Shock waves in the art world.

An auction house has put up for auction a fake Elmer Borlongan, publishing a hoity-toity catalogue pronouncing its provenance and thereby establishing its authenticity. However, the real owner, still very much in possession of the original, called up the artist (born 1967, and hence still alive), and sought redress.

The artist himself then put matters right with the auction house, and the item was pulled from the auction.

The fake one shows a typical Borlongan bald dude, his head turning away while his eye is locked slyly with the viewer, a yellow pencil stuck up his ear. The piece is aptly titled “Lapis”, it’s an oil on canvas allegedly created in 2008. Estimated auction price is anywhere from P250,000-P280,000.

The real one, however, is an acrylic painting, and shows more panache in the various shadings of the cheeks and jaw. It was created in 2006. The fake is a great rendition of the original, though, one that can (and did) fool an unsuspecting art patron.

Yanking the piece out from the auction would ordinarily have been the end to that contretemps, since fakes pop up frequently in even the most rarefied art circles. But not this time. From the rumblings I hear, it seems blood is being demanded.

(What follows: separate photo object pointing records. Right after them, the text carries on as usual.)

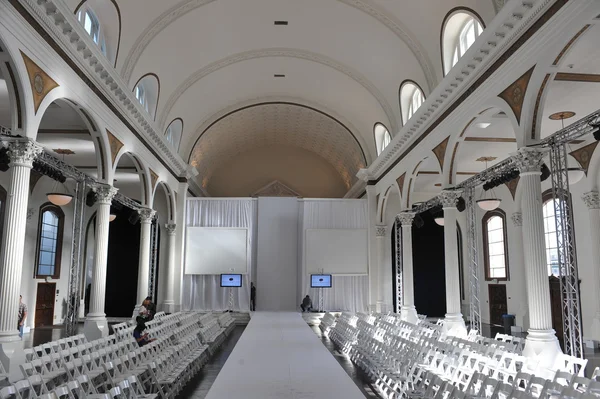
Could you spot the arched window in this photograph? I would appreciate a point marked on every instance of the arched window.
(49, 242)
(460, 30)
(173, 133)
(495, 245)
(382, 137)
(91, 24)
(411, 98)
(147, 91)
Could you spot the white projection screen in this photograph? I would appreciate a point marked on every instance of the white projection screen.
(216, 250)
(336, 251)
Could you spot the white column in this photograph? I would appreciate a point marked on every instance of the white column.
(169, 302)
(454, 323)
(380, 236)
(22, 154)
(95, 324)
(146, 216)
(592, 200)
(408, 311)
(541, 344)
(518, 268)
(373, 278)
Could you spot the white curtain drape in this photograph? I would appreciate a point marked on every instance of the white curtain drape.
(203, 292)
(349, 293)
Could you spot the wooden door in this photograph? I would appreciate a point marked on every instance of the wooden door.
(44, 304)
(498, 305)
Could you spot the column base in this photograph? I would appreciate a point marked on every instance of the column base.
(541, 350)
(454, 325)
(409, 314)
(12, 356)
(95, 327)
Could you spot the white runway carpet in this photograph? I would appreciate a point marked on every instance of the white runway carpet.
(279, 356)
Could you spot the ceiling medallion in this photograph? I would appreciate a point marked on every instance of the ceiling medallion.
(38, 83)
(559, 116)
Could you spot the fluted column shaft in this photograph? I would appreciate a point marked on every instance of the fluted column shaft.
(169, 296)
(146, 216)
(408, 311)
(98, 292)
(592, 201)
(22, 154)
(541, 344)
(380, 234)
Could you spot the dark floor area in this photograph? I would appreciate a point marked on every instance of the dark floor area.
(199, 386)
(361, 380)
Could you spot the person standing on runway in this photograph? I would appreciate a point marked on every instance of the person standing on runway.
(252, 297)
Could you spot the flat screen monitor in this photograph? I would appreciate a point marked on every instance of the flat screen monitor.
(320, 280)
(231, 280)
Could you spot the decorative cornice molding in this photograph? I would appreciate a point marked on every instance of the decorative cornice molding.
(278, 52)
(61, 26)
(517, 219)
(171, 228)
(499, 41)
(380, 230)
(591, 199)
(449, 198)
(23, 152)
(529, 160)
(380, 14)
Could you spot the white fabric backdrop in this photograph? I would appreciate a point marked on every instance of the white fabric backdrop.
(203, 292)
(348, 293)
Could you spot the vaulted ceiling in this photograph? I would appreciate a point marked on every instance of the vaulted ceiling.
(344, 58)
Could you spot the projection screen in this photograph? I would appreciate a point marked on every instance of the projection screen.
(217, 250)
(336, 251)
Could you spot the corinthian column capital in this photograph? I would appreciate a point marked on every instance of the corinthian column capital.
(105, 193)
(449, 198)
(146, 214)
(406, 218)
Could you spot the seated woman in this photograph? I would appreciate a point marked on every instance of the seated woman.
(141, 339)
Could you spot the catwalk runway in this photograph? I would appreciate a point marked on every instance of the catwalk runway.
(279, 356)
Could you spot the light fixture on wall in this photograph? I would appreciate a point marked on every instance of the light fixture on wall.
(575, 173)
(488, 204)
(56, 197)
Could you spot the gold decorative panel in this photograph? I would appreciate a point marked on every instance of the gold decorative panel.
(583, 155)
(115, 146)
(514, 95)
(41, 83)
(440, 151)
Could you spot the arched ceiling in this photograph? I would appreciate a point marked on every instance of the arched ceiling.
(277, 125)
(346, 58)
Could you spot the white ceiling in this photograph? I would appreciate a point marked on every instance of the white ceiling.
(277, 125)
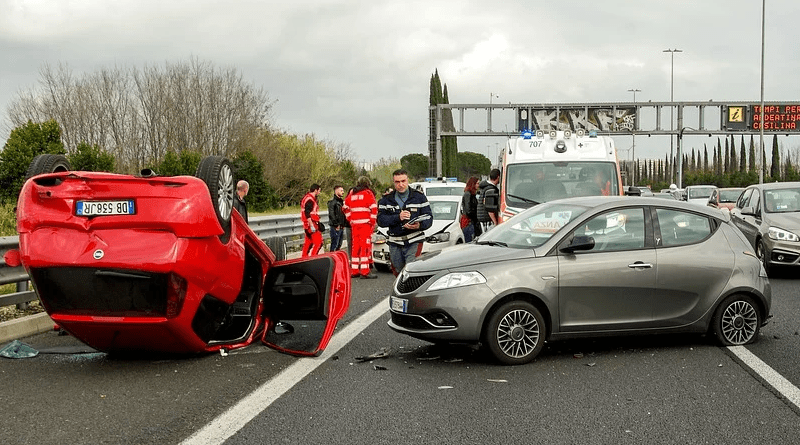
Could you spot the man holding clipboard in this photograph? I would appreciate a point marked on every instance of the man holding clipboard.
(406, 213)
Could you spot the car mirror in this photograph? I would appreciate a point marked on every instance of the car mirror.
(579, 242)
(748, 211)
(633, 191)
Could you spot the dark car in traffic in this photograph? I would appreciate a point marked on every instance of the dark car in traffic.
(725, 198)
(769, 216)
(586, 267)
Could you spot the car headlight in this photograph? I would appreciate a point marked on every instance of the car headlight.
(782, 235)
(457, 279)
(439, 238)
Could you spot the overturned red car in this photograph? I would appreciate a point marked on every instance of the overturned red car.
(147, 263)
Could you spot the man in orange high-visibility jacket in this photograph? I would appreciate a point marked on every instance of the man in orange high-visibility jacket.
(361, 210)
(309, 214)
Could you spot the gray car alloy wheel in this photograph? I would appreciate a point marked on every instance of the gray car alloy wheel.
(515, 333)
(737, 321)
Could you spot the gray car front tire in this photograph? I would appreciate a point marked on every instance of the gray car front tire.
(515, 333)
(737, 321)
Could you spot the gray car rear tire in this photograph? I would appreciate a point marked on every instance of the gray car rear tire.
(278, 246)
(763, 255)
(515, 333)
(737, 321)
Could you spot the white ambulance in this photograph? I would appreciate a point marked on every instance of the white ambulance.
(542, 166)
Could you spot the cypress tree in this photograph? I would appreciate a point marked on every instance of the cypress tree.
(775, 169)
(742, 157)
(726, 160)
(438, 95)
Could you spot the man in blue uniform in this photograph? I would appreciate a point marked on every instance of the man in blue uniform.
(406, 213)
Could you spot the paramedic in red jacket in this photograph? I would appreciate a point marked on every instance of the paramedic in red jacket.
(309, 214)
(361, 210)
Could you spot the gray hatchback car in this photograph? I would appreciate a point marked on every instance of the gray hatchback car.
(587, 267)
(769, 216)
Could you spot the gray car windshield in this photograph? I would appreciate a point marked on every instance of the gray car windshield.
(782, 200)
(533, 227)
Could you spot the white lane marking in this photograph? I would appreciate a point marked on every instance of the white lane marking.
(773, 379)
(237, 416)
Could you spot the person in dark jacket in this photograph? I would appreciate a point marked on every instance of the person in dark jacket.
(469, 207)
(242, 187)
(489, 200)
(406, 213)
(336, 218)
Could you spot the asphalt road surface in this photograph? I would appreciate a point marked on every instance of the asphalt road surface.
(666, 389)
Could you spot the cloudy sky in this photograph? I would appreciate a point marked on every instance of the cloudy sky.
(357, 72)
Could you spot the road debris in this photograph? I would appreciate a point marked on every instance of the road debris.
(383, 353)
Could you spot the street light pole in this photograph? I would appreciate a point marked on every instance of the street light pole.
(633, 136)
(671, 99)
(761, 121)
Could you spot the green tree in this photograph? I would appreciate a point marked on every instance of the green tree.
(789, 172)
(416, 165)
(775, 169)
(439, 95)
(25, 143)
(91, 158)
(261, 196)
(742, 157)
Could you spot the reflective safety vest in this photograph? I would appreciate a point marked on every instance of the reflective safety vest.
(360, 207)
(314, 216)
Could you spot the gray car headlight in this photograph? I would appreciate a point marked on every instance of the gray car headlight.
(782, 235)
(439, 238)
(457, 279)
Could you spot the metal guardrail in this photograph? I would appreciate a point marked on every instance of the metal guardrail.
(289, 227)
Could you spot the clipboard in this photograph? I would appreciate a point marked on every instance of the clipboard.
(423, 217)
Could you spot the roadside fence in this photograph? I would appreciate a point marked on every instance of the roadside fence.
(289, 227)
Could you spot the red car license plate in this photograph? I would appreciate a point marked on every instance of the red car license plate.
(97, 208)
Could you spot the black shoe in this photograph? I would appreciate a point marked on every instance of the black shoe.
(283, 328)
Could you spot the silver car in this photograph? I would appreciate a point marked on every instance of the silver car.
(585, 267)
(769, 216)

There have been messages calling for the sanctioning of the gallery and for criminal charges to be filed. (Trying to pass a fake artwork as original and selling it? Well, this one wasn’t consummated, as the piece was booted out from the auction proper. But there is a special law embodied in Republic Act 9105, which penalizes “art forgery”.)

Why did the auction house not perform due diligence? The artist is still alive and kicking. Was it so difficult to pay him a visit and inquire as to the legitimacy of the artwork? (Although some artists might be so befuddled with paint fumes, they may only vaguely remember ancient artworks).

And who was the owner of the fake that placed it with the gallery? What was his culpability for the attempted scam? Was he also an innocent victim or a willing conspirator? Why is the gallery (it seems like) just letting things slide? Should not the gallery turn the seller in, and if he is innocent, let him prove his innocence before the proper venue?

Even the partner of a famous national artist (still alive), has had enough, it seems. The equally-famous virago has accused this same auction house of being “irresponsible” (I’m repeating only the less hurtful ones), and get this --of selling her partner’s notecards and calendars as prints.

Yep. The modus operandi consists of adorning the calendar page with a beautiful, classy frame, and selling it as a “digital print”. (And I have with me as Exhibit A what seems to be a picture of lot 313 of an auction house catalog, demonstrating this practice on another Borlongan famous canvas that I last saw at Pinto Art Gallery. Estimated price for the reprint: P6,000-8,000.)

Is this practice to be denounced? Or is it to be countenanced? What to do? Oh, the ramifications of this accusation.

Even while scandals like this regularly erupt, though, it doesn’t stop the world from turning. There is always great temptation in making a quick buck by passing off gorgeous canvasses as created by masters or acknowledged geniuses. And there will always be innocent lambs, who will be mercilessly fleeced. That is why galleries and auction houses play a big role in authenticating the legitimacy of the artworks, so the public can rest easy and take comfort in the pieces they’re eyeing.

But there are galleries, and there are galleries, just like there are experts and there are experts. Meanwhile, perhaps it should be wise to remember that throughout the ages, the rule has always been “caveat emptor”. Buyer, beware.